Forenwriter schrieb:


> @ Richi ja aber die nehmen GELD kein gold...
> das mit aq war schon dreist aber rollenspieltechnisch vielleicht zurecht fertigen...
> hmmm alle ban^^
> 
> ...


Ich weis nicht ihr beiden.
Sie gehn vermutlich eh BT rein ob sich jetzt einer den Raidplatz kauft oder nicht. Wenn man sich jetzt ernsthaft darüber Aufregen möchte, dann sind wir bald soweit das niemand mit WoW einen Euro machen darf. Wie gesagt auch für Gold werden Euros gezahlt, also ist 1g auch was in Euro wert. Wenn sich wer für das ziehen durch eine Ini mit Gold bezahlen lässt ist das erst mal nichts anderes als das was die Affenjungs machen.
Wie die einzelnen Gilden/Clans ihre Euro verdienen ist doch erst mal deren Sache, Blizz hat doch wohl eher kein Problem mit, und wenn die Gilden derjenigen die sich hier darüber auslassen auch so iht Geld machen möchten dann bietet doch einfach den BTraid für weniger an, dann macht ihr das Geschäft und ich glaube nicht das ihr das Geld der Caritas spenden werdet. Und was die Steuern angeht ist das eher ein Problem des Finanzamtes als eins für Blizz.


----------



## suppaRichie (12. Dezember 2007)

Tevik schrieb:


> die bots werden vielleicht gebannt ja, aber nicht die chinafarmer oder accountverkaufer, obwohl diese ganz klar gegen die agbs verstossen (stichwort accountsharing)
> 
> [edit] sry falsch verstanden, dachte die rede sei von farmbots, denn ob die spammbots gebannt werden wage ich zu bezweifeln, oder des sind nur gastaccounts, was einen bann nicht sehr effektiv machen würde, da sie sich sofort nen neuen gastacc erstellen können


Das mit den Spambots ist ja leider so das diese Chars meist schon gelöscht sind bevor man sie bannen kann. Versuch einfach mal nach einem Spam die Chars auf igno zu stellen. Die gibts da meist schon nicht mehr. Man kann sie melden aber ich merke es ja das in SW immer wieder ein Goldspamer Spawnt immer wieder mit neuem Namen.... der wird auch bestimmt gemeldet aber irgendwie kommt er doch immer wieder an den GMs vorbei.


----------



## Forenwriter (12. Dezember 2007)

@ supparichie... trotzdem sie gehören alleine schon gebannt weil sie durch blizz sein produkt geld machen...
da sind sie denke mal schon verpflichtet was an blizz dafür bezahln (auch wenn ich es nich toll finden würde würde blizz das untersützen)

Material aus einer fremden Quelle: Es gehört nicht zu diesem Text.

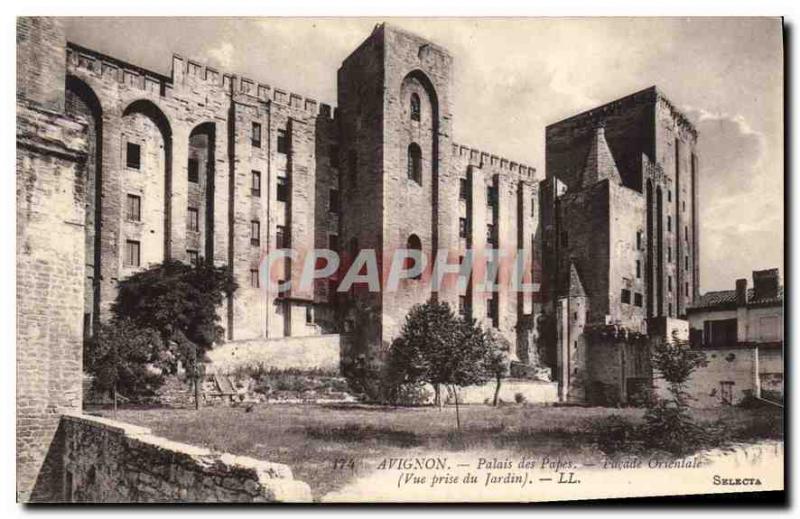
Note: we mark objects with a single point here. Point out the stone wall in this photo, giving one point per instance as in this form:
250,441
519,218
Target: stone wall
312,352
111,462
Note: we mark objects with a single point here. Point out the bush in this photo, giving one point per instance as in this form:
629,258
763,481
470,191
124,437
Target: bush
613,434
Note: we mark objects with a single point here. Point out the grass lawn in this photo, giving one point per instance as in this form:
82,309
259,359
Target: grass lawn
310,438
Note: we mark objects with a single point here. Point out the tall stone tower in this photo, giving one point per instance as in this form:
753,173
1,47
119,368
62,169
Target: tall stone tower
394,115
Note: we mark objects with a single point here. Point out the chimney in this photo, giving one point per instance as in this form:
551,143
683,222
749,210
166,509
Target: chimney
741,292
765,284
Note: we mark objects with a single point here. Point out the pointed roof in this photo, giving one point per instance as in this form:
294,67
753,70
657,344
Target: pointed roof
600,164
575,288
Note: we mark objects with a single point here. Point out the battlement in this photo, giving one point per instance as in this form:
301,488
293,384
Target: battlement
481,158
652,95
192,70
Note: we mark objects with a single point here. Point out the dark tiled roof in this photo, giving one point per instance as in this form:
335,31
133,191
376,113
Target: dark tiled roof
728,298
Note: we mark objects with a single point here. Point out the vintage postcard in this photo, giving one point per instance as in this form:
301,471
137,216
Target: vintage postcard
401,260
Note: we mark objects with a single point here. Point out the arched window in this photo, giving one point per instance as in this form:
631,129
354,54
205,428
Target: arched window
413,243
415,107
415,163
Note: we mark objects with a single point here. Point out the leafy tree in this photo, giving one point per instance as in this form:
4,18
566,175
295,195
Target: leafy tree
122,358
667,422
440,348
178,301
498,359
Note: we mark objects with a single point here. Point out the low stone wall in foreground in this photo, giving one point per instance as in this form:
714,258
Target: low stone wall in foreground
106,461
313,352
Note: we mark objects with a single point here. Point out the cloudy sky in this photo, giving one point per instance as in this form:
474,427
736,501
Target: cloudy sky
515,76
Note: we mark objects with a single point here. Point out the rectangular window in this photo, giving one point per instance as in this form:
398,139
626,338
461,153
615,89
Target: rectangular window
283,189
333,200
194,171
132,253
255,233
133,156
255,183
134,208
462,227
333,156
720,332
280,237
193,219
283,142
463,188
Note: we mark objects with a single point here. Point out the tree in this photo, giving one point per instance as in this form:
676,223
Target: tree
498,359
667,422
123,358
437,347
178,301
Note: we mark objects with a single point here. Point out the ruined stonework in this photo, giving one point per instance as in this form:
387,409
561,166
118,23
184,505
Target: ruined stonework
51,172
619,221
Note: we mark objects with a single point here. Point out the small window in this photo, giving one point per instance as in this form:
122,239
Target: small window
194,171
134,208
280,237
491,196
463,188
132,253
133,156
415,163
333,156
255,183
255,233
193,219
283,142
415,107
283,189
352,166
333,200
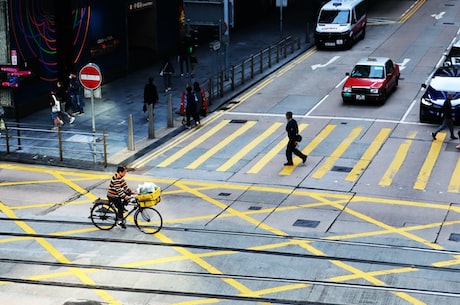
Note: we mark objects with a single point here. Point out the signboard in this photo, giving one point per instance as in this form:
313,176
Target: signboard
90,76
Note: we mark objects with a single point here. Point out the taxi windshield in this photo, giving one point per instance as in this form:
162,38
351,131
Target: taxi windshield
334,16
365,71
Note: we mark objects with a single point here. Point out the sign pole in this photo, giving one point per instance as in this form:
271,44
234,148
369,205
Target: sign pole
91,79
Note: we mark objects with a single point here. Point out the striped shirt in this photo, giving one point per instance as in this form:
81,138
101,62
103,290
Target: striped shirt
118,187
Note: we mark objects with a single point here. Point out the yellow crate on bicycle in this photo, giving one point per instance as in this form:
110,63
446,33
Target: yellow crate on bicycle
149,195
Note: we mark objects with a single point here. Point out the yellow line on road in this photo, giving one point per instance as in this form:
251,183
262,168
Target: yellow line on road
368,155
194,144
271,154
216,148
287,170
337,153
397,162
243,152
454,184
428,165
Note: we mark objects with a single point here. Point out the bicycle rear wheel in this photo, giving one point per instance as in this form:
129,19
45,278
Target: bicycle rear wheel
148,220
103,216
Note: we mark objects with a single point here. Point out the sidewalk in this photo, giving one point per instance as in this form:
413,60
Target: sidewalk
124,97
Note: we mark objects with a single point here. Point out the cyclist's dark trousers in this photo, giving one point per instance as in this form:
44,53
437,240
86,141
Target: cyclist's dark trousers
119,204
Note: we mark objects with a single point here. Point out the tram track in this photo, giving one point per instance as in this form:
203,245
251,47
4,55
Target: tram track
196,276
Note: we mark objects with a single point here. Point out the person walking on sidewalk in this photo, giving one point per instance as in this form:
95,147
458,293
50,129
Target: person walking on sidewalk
119,193
166,71
447,119
191,107
293,134
75,94
63,98
55,110
150,95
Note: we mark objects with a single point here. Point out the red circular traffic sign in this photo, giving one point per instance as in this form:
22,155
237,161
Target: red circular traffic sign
90,76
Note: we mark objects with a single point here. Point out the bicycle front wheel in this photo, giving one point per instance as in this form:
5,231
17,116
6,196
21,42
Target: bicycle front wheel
103,216
148,220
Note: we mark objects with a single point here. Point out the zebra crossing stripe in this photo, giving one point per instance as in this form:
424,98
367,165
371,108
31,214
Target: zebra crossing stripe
368,155
397,162
194,144
337,153
243,152
287,170
216,148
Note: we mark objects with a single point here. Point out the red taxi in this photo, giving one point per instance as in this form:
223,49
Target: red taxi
371,80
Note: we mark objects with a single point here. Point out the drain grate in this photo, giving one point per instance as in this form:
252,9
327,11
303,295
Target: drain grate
342,169
306,223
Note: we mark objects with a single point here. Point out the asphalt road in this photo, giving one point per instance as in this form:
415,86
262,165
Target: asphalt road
371,218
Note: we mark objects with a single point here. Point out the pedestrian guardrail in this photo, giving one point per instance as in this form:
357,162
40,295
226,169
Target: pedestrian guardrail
240,73
36,140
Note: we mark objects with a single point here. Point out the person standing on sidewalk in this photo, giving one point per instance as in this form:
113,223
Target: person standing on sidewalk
150,95
166,71
55,110
62,96
447,119
75,94
293,134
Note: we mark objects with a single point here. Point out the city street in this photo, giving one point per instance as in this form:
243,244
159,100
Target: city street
372,217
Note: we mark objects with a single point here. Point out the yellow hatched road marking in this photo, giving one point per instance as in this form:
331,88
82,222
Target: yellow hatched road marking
398,160
337,153
271,154
454,184
428,165
238,156
368,155
287,170
221,145
194,144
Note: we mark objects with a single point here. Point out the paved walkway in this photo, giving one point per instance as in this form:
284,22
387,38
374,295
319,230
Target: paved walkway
124,97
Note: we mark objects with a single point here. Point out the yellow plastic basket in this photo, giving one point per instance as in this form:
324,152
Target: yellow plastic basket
150,199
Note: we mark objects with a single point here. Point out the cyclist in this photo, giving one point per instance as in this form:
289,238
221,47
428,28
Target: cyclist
119,193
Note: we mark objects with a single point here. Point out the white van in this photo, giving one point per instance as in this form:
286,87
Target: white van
340,23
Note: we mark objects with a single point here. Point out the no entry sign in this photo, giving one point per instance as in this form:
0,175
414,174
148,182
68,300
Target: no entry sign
90,76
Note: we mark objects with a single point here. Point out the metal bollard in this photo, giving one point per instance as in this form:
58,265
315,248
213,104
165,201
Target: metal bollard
170,117
151,125
130,133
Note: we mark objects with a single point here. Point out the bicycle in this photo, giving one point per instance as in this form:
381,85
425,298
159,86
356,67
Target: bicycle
147,219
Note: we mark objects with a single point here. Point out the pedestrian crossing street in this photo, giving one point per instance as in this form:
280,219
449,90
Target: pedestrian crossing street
336,151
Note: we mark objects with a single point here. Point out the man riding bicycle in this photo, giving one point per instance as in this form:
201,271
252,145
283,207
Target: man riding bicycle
119,193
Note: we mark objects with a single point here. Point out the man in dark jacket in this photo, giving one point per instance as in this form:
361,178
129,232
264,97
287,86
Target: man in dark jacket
150,94
293,134
448,119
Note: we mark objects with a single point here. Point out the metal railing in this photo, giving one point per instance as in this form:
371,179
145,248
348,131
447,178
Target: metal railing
247,69
59,143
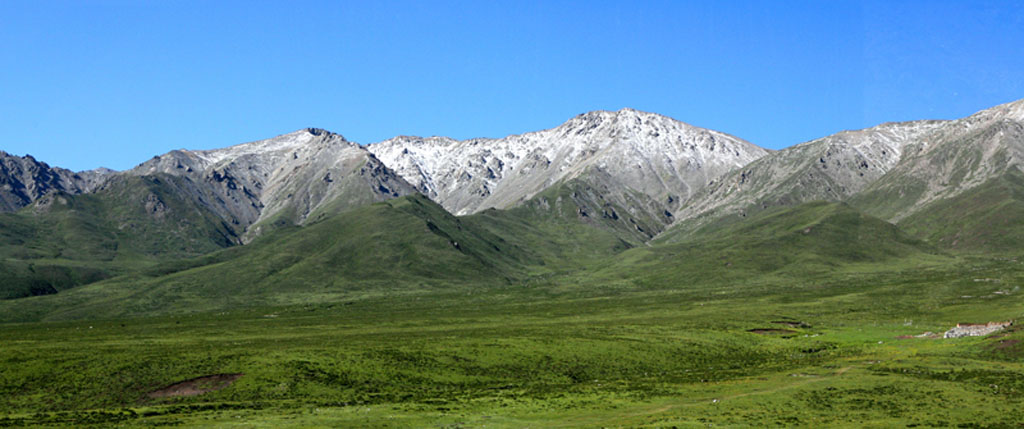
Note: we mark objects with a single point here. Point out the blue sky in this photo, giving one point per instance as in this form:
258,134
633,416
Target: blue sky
110,83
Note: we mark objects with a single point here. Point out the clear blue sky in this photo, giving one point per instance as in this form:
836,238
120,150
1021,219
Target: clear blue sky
109,83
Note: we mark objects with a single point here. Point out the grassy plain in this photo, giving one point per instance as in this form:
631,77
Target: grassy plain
583,349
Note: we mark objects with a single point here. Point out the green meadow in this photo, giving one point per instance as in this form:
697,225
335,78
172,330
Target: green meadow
580,350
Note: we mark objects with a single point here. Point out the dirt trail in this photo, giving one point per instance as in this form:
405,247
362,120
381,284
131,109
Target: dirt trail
197,386
793,385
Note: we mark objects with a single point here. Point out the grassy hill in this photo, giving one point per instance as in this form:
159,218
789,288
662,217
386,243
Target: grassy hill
65,241
811,239
989,218
406,245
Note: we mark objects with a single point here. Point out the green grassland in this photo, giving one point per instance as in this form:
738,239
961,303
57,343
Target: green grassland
398,314
133,222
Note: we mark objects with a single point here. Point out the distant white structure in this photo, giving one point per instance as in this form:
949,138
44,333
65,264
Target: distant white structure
976,330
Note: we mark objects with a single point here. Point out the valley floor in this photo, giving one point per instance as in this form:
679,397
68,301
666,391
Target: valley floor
822,350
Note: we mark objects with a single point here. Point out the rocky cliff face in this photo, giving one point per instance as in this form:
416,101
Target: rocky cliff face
283,180
25,180
630,152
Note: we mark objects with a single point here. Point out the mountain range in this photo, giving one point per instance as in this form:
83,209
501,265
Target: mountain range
309,210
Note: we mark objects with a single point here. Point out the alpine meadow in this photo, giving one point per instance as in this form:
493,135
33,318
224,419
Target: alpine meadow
511,214
621,269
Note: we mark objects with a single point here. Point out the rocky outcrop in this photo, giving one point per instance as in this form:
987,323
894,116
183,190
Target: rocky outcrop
25,180
283,180
976,330
639,160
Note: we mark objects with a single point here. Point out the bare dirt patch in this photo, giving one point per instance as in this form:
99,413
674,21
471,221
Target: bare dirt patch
792,324
772,331
197,386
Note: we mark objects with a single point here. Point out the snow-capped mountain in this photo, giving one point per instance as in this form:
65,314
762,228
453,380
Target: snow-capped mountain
285,180
948,161
830,168
660,158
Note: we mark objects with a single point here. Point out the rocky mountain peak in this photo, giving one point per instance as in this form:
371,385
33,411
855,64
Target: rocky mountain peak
644,152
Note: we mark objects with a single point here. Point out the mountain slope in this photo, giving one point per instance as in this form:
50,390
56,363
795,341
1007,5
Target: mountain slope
24,180
284,180
948,162
406,245
805,240
987,218
644,162
62,241
832,168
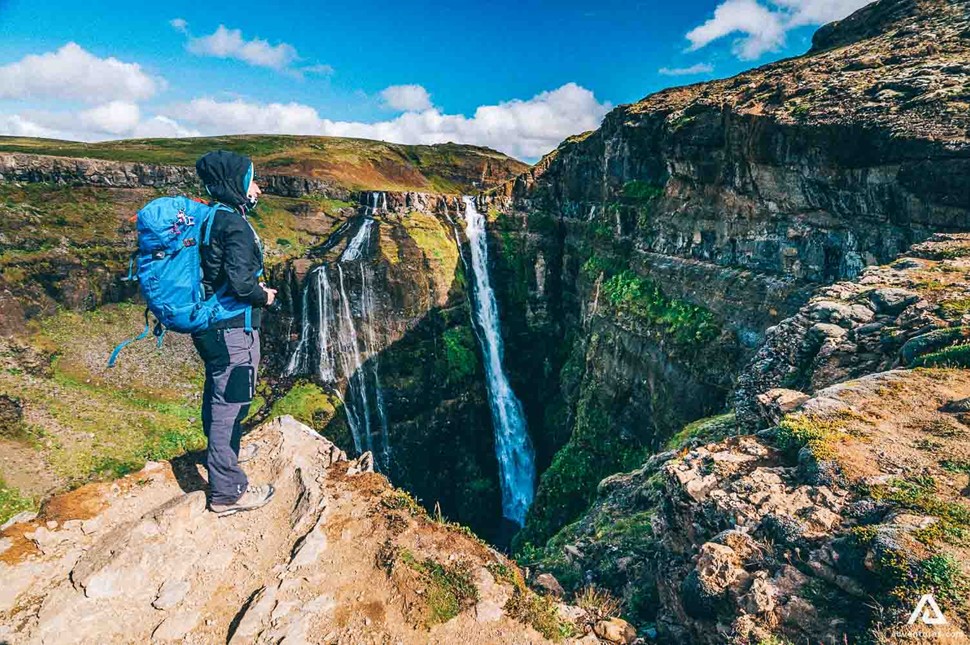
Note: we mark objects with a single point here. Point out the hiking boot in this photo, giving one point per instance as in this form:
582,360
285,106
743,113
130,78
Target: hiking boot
247,452
254,497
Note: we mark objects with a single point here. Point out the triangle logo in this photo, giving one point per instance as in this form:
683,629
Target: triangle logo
927,611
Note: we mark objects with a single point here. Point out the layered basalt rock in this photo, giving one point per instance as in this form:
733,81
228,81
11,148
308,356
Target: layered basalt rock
738,197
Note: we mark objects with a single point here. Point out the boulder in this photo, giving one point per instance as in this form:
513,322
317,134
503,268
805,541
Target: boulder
548,583
615,630
774,404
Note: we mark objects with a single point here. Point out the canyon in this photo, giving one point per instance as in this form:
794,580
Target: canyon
709,358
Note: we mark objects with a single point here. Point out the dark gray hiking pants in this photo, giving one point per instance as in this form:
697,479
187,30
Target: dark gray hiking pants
231,359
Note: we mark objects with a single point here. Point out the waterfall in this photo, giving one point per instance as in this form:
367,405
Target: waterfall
359,243
340,351
367,316
513,448
326,366
359,406
298,359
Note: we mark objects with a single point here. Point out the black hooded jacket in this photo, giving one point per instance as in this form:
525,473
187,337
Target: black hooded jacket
234,255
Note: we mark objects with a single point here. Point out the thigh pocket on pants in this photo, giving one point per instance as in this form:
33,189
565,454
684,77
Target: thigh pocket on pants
241,384
212,348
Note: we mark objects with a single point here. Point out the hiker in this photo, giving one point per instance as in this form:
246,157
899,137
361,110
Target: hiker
232,263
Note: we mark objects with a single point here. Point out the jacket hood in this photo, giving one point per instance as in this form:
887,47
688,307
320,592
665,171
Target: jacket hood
226,176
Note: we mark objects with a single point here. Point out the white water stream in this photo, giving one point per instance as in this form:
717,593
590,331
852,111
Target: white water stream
513,448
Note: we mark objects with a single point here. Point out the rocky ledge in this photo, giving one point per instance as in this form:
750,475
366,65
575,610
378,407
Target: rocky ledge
846,504
338,557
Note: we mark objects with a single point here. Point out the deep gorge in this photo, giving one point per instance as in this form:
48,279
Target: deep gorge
711,258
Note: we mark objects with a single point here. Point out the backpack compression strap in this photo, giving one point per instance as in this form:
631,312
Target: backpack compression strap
114,355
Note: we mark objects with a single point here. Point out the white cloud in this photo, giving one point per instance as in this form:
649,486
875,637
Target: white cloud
161,127
229,43
117,117
699,68
114,120
18,126
523,128
73,73
317,69
761,27
407,98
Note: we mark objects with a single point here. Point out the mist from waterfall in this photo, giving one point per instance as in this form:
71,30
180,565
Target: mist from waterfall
513,447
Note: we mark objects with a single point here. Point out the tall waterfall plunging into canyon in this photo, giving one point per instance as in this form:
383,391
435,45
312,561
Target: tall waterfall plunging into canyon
513,447
337,341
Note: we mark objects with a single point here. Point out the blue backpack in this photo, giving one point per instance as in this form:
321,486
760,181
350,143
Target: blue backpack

und ja ingame golde wäre noch einigermaßen tragbar... eig als community sollte man es ejden umsonst anbieten.. zumal ein schlecht euipter dd nich so auffallen würde^^ also wäre es keine große mehr arbeit für di raids^^ aber wie vorher erwähnt  der gildenname sagt schon alles

PS: auch für gold wird geld bezahlt? ja natürlich es ist aber untersagt also keine gute antwort drauf stüztzt eher unsere argumente...

Bitte nich flamen ich mein nix persönlich alles meine subjektive meinung


----------



## Annovella (12. Dezember 2007)

Finde solche sachen wie Gold kaufen, Sich von (wenn dann wirklich) Angestellten Leveln lassen usw vollkommen in Ordnung, warum? Viele Freunde von mir hörten auf als BC kam, warum? Weil leveln einfach nervig ist, ich wuerde gerne male jede klasse auf 70 im pvp spielen, ich mag es acuh per pvP items zu farmen, aber ich bin niemals so verrueckt und lvl mir nochn char hoch, genauso wie gold farmen, ich mache soetwas nicht weil es langweilig und sinnlos ist, da wuerde ich mir leiber(wenn es legal waere) etwas gold kaufen um mal 280% mounts fliegen zu koennen, natuerlich nicht viel, kenn mich mit den preisen acuh nicht wikrlich aus
Wenn jemand durch BT oder so gezogen werden will fuer 30% sollte es kein Problem sein, Leveln genauso, wenn halt ein vielzeitbeschäftigter WoWler meint er koenne damit geld verdienen indem er chars anderer leute fuer geld level, warum nicht?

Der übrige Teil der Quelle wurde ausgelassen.